Introduction to nGraph Flow in Inference Engine

New Run-Time Intermediate Representation (IR): nGraph

Starting from the OpenVINO™ release 2020.1, the Inference Engine integrates the nGraph Core. That implies that the Inference Engine uses a new way to represent a model in run time underneath of the conventional CNNNetwork API, which is an instance of ngraph::Function.

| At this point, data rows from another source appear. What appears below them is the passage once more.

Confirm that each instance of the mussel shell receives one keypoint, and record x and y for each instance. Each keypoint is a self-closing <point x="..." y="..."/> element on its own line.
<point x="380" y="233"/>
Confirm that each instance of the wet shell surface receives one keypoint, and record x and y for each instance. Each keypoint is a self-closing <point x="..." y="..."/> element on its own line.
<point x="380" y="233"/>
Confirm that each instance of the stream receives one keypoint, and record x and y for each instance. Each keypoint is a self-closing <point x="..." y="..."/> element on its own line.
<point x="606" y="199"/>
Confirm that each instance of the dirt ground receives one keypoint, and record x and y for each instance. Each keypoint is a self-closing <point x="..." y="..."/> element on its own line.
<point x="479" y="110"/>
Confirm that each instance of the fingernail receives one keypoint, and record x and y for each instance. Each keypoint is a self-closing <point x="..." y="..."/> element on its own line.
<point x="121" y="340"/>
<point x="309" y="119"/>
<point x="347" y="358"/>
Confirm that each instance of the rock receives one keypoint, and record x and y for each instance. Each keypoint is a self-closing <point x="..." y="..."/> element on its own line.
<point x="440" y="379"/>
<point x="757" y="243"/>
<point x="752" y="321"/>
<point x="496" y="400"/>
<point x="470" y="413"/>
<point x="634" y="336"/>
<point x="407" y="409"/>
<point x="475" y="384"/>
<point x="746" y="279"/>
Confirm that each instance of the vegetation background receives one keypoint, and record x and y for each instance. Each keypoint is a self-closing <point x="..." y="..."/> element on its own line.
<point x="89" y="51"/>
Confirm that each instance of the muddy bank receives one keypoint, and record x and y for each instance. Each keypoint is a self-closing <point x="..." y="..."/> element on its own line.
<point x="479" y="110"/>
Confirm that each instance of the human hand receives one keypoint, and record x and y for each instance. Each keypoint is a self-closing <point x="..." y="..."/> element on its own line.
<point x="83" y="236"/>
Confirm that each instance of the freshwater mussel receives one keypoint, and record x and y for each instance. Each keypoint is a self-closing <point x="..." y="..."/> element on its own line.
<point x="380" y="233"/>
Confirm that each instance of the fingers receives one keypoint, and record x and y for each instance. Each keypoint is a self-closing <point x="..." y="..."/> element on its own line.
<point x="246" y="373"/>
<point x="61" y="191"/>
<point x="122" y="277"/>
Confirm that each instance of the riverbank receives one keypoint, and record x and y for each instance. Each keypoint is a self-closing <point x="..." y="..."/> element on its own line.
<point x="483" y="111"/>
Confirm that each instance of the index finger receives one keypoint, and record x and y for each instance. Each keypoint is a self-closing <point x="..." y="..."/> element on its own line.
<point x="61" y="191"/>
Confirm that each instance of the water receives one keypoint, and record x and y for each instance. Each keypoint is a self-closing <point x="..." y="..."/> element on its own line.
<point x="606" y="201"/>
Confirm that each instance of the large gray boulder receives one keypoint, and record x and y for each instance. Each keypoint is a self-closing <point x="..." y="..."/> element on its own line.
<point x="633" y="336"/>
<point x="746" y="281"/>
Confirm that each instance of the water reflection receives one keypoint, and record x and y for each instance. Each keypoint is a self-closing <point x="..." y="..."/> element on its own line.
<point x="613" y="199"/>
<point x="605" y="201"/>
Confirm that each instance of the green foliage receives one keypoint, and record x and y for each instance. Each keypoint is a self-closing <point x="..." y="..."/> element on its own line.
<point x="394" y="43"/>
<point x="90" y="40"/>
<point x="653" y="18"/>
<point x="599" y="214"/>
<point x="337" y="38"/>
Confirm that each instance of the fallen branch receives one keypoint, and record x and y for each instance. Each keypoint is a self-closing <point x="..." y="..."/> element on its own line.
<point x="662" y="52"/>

Besides the representation update, nGraph integration resulted in the following changes and new features:

  1. New operations sets. When operations from the nGraph Core were combined with conventional layers from CNNNetwork, there were created a new sets of operations called `opset1`, `opset2` and etc., which covered both interfaces except several not very important cases. Operations from opset3 are generated by the Model Optimizer and are accepted in the Inference Engine.
  2. New version approach that attaches a version to each operation rather than to the entire IR file format. IR is still versioned but has a different meaning. For details, see Deep Learning Network Intermediate Representation and Operation Sets in OpenVINO™.
  3. Creating models in run-time without loading IR from an xml/binary file. You can enable it by creating ngraph::Function passing it to CNNNetwork.
  4. Run-time reshape capability and constant folding are implemented through the nGraph code for more operations compared to previous releases. As a result, more models can be reshaped. For details, see the dedicated guide about the reshape capability.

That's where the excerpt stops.